Disclaimer: The information on this page is merely a summary of flood insurance information. For more information, contact your insurance agent.
What is a Tornado?
A violently rotating column of air, usually pendant to a cumulonimbus, with circulation reaching the ground. It nearly always starts as a funnel cloud and may be accompanied by a loud roaring noise. On a local scale, it is the most destructive of all atmospheric phenomena.
According to the Department of Health (MDH), between 2000 to 2016, 54 deaths were directly attributable to extreme heat in Minnesota. On July 19, 2011, an all-time heat index record was set in Minnesota. The air temperatures was 93 degrees Fahrenheit and the heat index reached 130 degrees Fahrenheit in Moorhead.
NOAA's Watches, Warnings and Advisories for Extreme Heat
Excessive Heat Outlooks: Are issued when the potential exists for an excessive heat event in the next 3-7 days. An Outlook provides information to those who need considerable lead time to prepare for the event, such as public utility staff, emergency managers and public health officials.
Excessive Heat Watches: Are issued when conditions are favorable for an excessive heat event in the next 24 to 72 hours. A Watch is used when the risk of a heat wave has increased but its occurrence and timing is still uncertain. A Watch provides enough lead time so that those who need to prepare can do so, such as cities officials who have excessive heat event mitigation plans.

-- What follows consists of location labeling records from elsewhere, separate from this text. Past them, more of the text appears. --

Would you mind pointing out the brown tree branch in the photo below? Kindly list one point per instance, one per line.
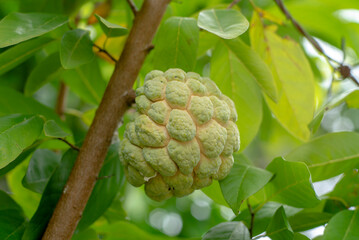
(114, 103)
(314, 43)
(61, 100)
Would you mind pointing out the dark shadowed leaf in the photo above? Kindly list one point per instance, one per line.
(237, 82)
(179, 37)
(328, 155)
(111, 178)
(20, 53)
(76, 49)
(227, 231)
(17, 132)
(50, 197)
(42, 165)
(12, 102)
(291, 184)
(243, 181)
(225, 23)
(111, 29)
(12, 219)
(343, 226)
(47, 70)
(19, 27)
(279, 228)
(51, 129)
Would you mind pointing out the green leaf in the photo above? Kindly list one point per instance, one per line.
(51, 129)
(279, 228)
(42, 165)
(19, 27)
(264, 216)
(291, 184)
(243, 181)
(236, 81)
(12, 219)
(107, 188)
(76, 49)
(298, 236)
(225, 23)
(303, 221)
(214, 192)
(228, 230)
(329, 155)
(350, 97)
(347, 189)
(258, 69)
(111, 29)
(12, 102)
(26, 153)
(47, 70)
(87, 82)
(176, 44)
(50, 197)
(293, 75)
(343, 226)
(17, 132)
(16, 55)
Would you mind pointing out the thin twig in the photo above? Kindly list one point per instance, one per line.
(105, 51)
(252, 219)
(70, 144)
(61, 100)
(133, 7)
(314, 43)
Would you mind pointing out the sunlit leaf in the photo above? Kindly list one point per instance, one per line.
(176, 44)
(236, 81)
(228, 230)
(19, 27)
(111, 29)
(42, 164)
(279, 228)
(16, 55)
(293, 76)
(328, 155)
(291, 184)
(47, 70)
(76, 49)
(225, 23)
(51, 129)
(343, 226)
(17, 132)
(243, 181)
(87, 82)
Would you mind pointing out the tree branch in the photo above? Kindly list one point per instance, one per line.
(314, 43)
(105, 52)
(114, 103)
(61, 100)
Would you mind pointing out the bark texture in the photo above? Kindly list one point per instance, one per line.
(114, 103)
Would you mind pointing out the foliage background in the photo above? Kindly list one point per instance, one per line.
(290, 102)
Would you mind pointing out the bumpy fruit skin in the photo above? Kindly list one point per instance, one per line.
(184, 136)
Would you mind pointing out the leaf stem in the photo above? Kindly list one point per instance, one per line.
(105, 51)
(68, 143)
(252, 218)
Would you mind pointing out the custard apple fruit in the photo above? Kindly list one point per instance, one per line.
(183, 136)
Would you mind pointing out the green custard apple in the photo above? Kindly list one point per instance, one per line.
(183, 137)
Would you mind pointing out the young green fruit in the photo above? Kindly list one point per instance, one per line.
(184, 136)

Excessive Heat Warning/Advisories: Are issued when an excessive heat event is expected in the next 36 hours. These products are issued when an excessive heat event is occurring, is imminent, or has a very high probability of occurring. The warning is used for conditions posing a threat to life. An advisory is for less serious conditions that cause significant discomfort or inconvenience and, if caution is not taken, could lead to a threat to life.
You need to drink enough water to prevent heat illness. An average person needs to drink about 3/4 of a gallon of water daily. Everyone’s needs may vary.

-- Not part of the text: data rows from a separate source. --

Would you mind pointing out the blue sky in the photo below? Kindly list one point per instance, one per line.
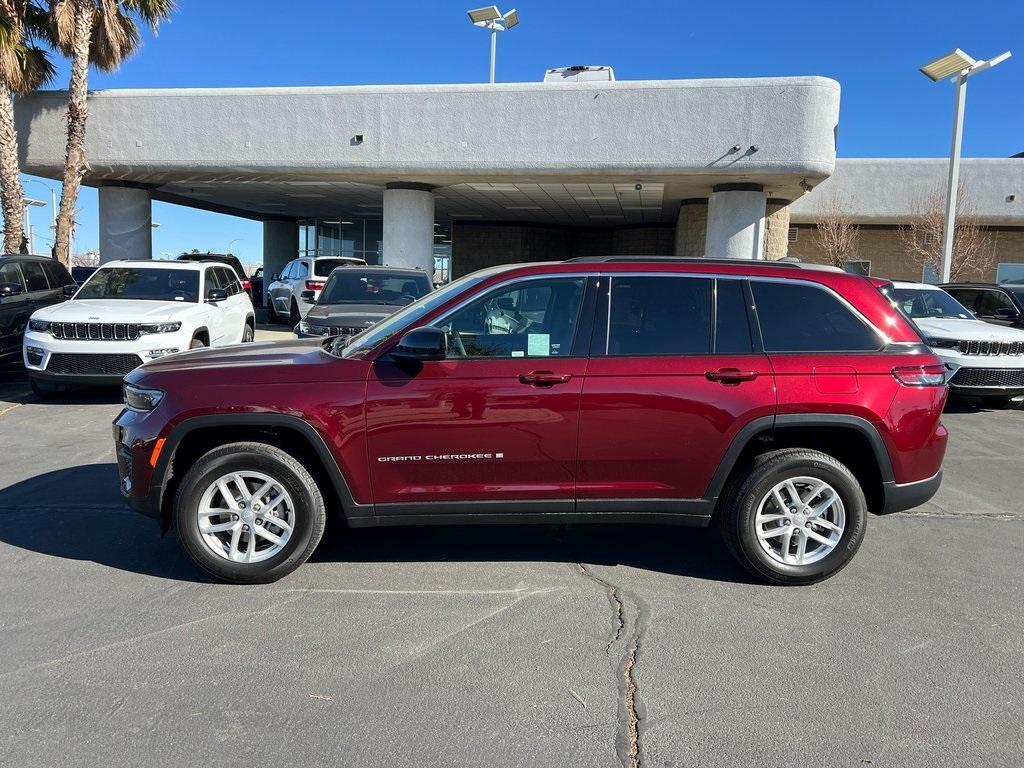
(872, 48)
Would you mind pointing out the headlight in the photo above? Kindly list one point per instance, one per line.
(138, 398)
(160, 328)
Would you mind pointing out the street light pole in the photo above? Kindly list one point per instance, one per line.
(958, 67)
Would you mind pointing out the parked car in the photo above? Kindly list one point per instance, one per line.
(132, 311)
(1000, 304)
(256, 281)
(356, 297)
(285, 302)
(27, 283)
(226, 259)
(983, 360)
(780, 401)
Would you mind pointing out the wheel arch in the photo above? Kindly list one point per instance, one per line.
(851, 439)
(193, 437)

You can check that you are getting enough water by noting your urine color. Dark yellow may indicate you are not drinking enough.
Avoid sugary, caffeinated and alcoholic drinks.
If you are sweating a lot, combine water with snacks or a sports drink to replace the salt and minerals you lose in sweat.
Talk to your doctor about how to prepare if you have a medical condition or are taking medicines.
NOAA's heat alert procedures are based mainly on Heat Index Values. The Heat Index, sometimes referred to as the apparent temperature is given in degrees Fahrenheit. The Heat Index is a measure of how hot it really feels when relative humidity is factored in with the actual air temperature.
To find the Heat Index temperature, look at the heat Index chart below. As an example, if the air temperature is 96°F and the relative humidity is 65%, the heat index--how hot it feels--is 121°F. The National Weather Service will initiate alert procedures when the Heat Index is expected to exceed 105°-110°F (depending on local climate) for at least 2 consecutive days.